An initial gift by Lance and his wife Joy has already partly contributed to the new Harrington multi-purpose field that returned WWU’s soccer teams to home ground from their longtime Whatcom Community College base. More recently, Lance and Joy’s $25,000 McIntosh Family Fund for Competitiveness in Men’s Soccer addresses a range of costs that will ensure the development, growth and enhancement of WWU Men’s Soccer, from student-athlete scholarships to coaching assistance and competition registration fees.

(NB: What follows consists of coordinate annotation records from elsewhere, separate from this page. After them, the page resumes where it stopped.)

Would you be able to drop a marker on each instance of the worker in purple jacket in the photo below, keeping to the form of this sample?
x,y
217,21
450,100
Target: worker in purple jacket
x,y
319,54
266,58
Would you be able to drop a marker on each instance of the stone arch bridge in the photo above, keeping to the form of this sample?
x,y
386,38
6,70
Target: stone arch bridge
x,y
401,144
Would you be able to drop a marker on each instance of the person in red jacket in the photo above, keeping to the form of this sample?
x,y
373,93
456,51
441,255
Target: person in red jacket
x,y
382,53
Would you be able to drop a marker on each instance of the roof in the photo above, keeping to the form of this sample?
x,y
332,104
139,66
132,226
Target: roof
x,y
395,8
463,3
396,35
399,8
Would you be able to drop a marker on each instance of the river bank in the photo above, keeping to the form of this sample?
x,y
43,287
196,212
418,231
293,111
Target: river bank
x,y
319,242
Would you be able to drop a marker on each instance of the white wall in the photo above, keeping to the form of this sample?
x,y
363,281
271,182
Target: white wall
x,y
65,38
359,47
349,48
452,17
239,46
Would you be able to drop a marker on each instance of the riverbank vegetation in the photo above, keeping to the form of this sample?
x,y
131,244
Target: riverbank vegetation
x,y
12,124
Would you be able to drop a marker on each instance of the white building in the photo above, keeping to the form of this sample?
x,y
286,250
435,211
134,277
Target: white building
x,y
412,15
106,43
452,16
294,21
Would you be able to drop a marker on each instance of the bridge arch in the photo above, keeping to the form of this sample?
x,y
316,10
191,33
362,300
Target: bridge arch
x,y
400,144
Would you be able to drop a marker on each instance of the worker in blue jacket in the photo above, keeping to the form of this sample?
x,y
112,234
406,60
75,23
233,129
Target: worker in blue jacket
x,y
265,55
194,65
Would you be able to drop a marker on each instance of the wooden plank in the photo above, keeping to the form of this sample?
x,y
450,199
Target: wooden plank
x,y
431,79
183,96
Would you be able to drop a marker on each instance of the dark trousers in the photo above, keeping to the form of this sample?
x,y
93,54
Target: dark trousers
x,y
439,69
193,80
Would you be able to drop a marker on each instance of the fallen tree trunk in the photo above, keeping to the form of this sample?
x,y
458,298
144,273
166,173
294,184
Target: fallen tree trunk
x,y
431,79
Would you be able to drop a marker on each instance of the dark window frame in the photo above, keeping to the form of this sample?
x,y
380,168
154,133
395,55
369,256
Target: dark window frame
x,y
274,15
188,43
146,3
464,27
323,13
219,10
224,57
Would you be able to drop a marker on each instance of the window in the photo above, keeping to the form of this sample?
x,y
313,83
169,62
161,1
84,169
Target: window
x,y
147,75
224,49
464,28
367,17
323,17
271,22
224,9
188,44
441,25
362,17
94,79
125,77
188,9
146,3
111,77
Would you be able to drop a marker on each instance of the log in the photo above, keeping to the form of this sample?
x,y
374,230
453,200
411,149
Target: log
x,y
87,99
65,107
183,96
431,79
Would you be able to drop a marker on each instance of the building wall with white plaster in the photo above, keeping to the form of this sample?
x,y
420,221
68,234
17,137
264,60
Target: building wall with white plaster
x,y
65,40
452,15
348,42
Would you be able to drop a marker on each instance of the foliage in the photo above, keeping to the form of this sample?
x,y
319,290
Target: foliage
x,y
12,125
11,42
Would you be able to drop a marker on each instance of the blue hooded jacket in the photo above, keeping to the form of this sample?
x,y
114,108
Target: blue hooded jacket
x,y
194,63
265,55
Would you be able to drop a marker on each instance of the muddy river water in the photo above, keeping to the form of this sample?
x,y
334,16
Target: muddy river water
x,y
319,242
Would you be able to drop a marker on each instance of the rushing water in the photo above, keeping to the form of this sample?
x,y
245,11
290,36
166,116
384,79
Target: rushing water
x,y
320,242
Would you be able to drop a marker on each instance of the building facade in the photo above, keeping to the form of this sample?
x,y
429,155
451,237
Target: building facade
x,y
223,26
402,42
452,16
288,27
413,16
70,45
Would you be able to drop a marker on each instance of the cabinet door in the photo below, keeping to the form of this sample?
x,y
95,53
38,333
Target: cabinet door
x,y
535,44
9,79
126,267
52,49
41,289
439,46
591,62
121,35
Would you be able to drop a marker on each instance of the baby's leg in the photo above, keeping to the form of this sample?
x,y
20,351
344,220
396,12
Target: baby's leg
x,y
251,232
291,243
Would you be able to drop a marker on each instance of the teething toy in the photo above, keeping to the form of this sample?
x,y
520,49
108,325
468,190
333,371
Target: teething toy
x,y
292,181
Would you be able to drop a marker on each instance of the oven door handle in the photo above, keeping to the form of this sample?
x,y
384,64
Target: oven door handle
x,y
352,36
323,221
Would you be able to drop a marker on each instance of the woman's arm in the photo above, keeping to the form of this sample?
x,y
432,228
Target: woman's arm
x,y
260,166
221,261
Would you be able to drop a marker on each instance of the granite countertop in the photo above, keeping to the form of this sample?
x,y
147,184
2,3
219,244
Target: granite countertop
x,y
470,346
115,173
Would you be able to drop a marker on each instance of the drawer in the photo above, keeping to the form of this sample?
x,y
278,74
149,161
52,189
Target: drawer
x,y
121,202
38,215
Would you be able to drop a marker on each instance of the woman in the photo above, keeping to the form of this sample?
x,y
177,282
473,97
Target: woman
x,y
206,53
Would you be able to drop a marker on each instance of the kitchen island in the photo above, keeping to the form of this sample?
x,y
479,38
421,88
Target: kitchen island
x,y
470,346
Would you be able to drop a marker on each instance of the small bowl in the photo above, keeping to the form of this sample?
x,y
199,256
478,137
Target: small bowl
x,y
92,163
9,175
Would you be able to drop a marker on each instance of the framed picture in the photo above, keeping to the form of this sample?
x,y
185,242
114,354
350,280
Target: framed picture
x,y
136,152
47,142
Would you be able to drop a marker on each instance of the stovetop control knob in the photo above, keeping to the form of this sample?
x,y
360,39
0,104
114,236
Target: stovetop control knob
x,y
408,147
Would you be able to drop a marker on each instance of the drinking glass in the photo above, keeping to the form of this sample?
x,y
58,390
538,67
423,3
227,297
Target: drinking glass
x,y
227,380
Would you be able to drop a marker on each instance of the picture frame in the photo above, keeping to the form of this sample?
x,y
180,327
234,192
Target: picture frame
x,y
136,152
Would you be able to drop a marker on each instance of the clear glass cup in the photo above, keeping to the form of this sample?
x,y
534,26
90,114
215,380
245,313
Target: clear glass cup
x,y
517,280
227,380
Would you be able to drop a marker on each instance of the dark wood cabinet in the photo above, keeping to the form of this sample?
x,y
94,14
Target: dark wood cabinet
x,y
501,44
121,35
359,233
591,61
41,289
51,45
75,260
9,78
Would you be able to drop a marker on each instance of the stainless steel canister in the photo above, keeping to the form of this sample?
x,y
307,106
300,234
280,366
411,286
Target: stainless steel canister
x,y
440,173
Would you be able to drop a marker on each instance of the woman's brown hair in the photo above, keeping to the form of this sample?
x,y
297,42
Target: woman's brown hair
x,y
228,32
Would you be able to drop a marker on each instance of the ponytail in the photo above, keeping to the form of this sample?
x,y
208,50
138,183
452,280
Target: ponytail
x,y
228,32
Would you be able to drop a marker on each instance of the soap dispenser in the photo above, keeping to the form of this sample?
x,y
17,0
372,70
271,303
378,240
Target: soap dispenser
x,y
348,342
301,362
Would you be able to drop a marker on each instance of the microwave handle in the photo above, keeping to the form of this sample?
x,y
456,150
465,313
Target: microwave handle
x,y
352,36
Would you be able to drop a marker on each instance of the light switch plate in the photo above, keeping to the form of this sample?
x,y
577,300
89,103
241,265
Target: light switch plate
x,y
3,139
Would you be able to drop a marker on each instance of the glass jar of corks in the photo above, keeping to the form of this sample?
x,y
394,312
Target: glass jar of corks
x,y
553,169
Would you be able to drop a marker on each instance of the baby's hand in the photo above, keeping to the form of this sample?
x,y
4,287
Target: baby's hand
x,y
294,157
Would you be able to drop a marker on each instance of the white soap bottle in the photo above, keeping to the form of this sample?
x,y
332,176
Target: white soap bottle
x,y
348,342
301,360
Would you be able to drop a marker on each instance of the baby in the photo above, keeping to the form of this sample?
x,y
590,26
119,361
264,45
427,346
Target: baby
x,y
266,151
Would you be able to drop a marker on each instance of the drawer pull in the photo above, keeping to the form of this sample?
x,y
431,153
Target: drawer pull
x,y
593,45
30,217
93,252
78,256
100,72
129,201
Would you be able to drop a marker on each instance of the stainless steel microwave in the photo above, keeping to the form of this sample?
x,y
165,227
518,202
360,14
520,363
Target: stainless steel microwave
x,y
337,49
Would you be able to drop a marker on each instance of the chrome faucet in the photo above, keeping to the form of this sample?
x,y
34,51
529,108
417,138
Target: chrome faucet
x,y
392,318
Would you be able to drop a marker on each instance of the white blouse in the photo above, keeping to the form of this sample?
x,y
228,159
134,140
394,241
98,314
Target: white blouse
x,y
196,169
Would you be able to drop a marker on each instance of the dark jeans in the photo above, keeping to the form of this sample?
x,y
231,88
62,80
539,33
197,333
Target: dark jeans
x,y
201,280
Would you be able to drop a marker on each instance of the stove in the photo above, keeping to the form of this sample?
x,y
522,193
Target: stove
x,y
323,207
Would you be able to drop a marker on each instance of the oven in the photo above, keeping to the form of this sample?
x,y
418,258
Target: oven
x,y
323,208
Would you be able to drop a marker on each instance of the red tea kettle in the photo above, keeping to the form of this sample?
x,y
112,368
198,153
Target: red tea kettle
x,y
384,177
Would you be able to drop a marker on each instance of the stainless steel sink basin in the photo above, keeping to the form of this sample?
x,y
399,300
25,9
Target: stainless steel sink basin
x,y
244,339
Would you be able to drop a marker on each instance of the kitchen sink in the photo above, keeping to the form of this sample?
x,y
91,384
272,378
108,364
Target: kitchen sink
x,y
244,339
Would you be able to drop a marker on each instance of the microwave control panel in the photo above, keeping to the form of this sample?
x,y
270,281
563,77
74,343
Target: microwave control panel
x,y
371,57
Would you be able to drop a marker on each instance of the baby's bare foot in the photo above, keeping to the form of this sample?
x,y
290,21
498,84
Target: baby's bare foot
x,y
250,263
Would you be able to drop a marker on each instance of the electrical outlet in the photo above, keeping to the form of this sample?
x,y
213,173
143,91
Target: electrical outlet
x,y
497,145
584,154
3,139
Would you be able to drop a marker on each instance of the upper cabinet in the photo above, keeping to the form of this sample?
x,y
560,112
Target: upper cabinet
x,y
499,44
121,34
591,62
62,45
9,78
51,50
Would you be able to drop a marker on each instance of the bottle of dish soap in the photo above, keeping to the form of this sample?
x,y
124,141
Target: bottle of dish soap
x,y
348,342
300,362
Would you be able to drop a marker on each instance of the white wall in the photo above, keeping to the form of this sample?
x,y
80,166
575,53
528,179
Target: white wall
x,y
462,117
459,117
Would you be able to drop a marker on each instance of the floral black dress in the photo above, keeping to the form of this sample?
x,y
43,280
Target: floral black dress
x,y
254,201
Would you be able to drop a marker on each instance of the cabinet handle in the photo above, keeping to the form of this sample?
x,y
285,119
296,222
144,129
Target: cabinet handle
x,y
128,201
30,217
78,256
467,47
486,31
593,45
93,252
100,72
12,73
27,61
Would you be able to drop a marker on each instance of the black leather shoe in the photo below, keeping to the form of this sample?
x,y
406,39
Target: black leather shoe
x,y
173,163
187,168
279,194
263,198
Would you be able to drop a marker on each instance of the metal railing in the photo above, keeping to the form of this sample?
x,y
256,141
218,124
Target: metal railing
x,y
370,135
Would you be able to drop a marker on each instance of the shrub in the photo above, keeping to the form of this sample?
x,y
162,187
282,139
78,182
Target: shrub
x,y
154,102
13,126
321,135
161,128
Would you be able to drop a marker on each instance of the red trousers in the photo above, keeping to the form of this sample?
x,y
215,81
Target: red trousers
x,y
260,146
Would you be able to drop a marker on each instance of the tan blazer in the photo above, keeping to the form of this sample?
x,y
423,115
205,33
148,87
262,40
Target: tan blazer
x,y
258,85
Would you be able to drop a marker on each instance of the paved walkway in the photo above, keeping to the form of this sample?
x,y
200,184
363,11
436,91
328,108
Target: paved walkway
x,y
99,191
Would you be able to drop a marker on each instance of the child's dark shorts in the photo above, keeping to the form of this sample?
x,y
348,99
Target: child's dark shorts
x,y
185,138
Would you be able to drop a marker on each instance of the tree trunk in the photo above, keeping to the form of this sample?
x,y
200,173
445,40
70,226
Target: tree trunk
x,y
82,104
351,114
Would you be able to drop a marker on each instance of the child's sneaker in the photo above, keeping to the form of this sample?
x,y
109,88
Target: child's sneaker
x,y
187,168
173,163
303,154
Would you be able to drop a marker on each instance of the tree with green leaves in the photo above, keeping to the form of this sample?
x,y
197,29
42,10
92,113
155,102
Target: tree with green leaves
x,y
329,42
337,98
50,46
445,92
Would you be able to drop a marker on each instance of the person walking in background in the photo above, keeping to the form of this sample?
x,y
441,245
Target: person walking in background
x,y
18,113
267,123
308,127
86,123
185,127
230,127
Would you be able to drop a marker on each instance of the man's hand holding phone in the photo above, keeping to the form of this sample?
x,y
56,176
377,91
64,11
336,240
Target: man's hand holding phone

“My wife and son and I have fond memories of travelling all over the country as a family and seeing kids play, seeing the opportunities that soccer can offer kids,” explains McIntosh. “It’s a gateway for a lot of people to get into schools that they wouldn’t have dreamed of getting into otherwise. And at college level, so many of the kids on the soccer teams tend to really be student-athletes, good students as well as committed athletes. I just like the idea that these kids, they work so hard both on and off the field, in the classroom, it’s just exciting to me.”
And, sometimes, doing things the right way entails a different kind of gesture: at the Harrington Field dedication this September, McIntosh and WWU Trustee Chase Franklin (‘86) contributed 500 Viking scarves to students attending the same-day soccer match. “I hope that that kind of support continues throughout the year,” says McIntosh. “I think it’s important to create fun for the students and athletes, and supporting WWU just seemed like the obvious easy way for me to get more connected with the university and help out.”